Każdy chyba ma czasem tak, że coś lubi ale żeby zrobić to potrzebuje impulsu. Przynajmniej ja tak czasem mam i tak było z kwaśnicą. "Na mieście" jak akurat zobaczyłem w karcie to z chęcią i owszem ale zrobić w domu, jakby to ująć... nie było okazji. Aż tu zupełnie niechcący, będąc w odwiedzinach u rodzicielki, w dodatku kulinarnym Wyborowej, który rzucił mi się kanapowo w oczy, znalazłem przepis. Komórka, foto, zapisane... "sie zrobi". Parę dni później wprowadziłem przepis w życie.
Zestaw proponowany:
- żeberka wędzone - 250 g,
- kapusta kiszona - 300 g,
- ziemniaki - 3-4 szt,
- cebula - 1 szt,
- liść laurowy,
- masło, sól, pieprz.
Zestaw do wykonania kwaśnicy gotowy.
Wykonanie bardzo proste. Żeberka kroimy, wrzucamy do 2 litrów wody, doprowadzamy do wrzenia i gotujemy 20 minut. Mięso powinno zmięknąć w tym czasie wystarczająco.

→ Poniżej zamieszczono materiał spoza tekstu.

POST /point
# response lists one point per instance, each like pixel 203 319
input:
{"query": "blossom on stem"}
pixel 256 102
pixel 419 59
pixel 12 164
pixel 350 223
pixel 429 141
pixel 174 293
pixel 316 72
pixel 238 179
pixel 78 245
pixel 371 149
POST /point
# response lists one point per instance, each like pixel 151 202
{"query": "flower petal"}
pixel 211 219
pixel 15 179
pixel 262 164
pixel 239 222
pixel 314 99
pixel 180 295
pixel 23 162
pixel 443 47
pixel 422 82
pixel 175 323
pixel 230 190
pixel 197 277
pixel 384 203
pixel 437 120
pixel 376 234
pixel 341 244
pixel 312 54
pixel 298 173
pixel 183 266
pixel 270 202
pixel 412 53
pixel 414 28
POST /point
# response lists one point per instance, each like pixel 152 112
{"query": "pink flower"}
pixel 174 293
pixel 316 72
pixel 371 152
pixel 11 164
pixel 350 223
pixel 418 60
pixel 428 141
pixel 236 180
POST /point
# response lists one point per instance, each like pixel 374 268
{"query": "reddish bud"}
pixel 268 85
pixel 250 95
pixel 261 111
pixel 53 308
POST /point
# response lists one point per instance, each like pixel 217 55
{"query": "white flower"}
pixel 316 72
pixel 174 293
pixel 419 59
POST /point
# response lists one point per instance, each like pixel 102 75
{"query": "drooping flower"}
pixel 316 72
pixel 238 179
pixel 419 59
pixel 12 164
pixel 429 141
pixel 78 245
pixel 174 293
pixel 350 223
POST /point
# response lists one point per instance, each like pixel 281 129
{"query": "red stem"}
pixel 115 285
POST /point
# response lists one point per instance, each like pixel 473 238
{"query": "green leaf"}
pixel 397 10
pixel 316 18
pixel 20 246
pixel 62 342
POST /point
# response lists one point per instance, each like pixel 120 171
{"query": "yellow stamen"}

Dorzucamy do tego odciśniętą i posiekaną kapustę, liść laurowy, parę ziaren pieprzu i znowu gotujemy ok. 20 minut żeby kapusta była miękka. Po prawdzie zależy to od kiszonki i może się gotować i pół godziny. Oczywiście "po drodze" solimy zupę sprawdzając smak (pamiętać trzeba, że żeberka mogą być dość słone).
W międzyczasie gotujemy ziemniaki pokrojone w kostkę i podsmażamy drobno posiekaną cebulę żeby dorzucić je do gara pod koniec gotowania. Kwaśnica może wjeżdżać na stół z porządną kromką chleba do zagryzienia.
Czas jeść :)
I teraz, żeby nie było, że tylko zrobiłem i przepisałem. O nie, nie. Powiem tak... ten przepis bez żadnych poprawek jest słaby. Na tą ilość wody żeberek i kapusty jest za mało. Ja dałem 300 g wędzonki - to wg mnie minimum. Kapusty niestety dałem tyle co w przepisie i to był główny błąd (chyba, że ktoś lubi niewyraźne smaki i ogólnie wodniście) - powinno jej być przynajmniej o 100-200 g więcej. Z ilością ziemniaków to inna bajka - to niestety zależy od ich wielkości. Ja wziąłem niewielkie a powinny być duże. Można oczywiście też po prostu wlać mniej wody... ale to jedzenia mniej będzie ;). Aha... następnego dnia jest jeszcze lepsza.
Gotując tą pyszną zupę po raz n-ty zastanawiałem się dlaczego kapusta kiszona jest tak często spaprana marchewką. Nie wymyśliłem :(.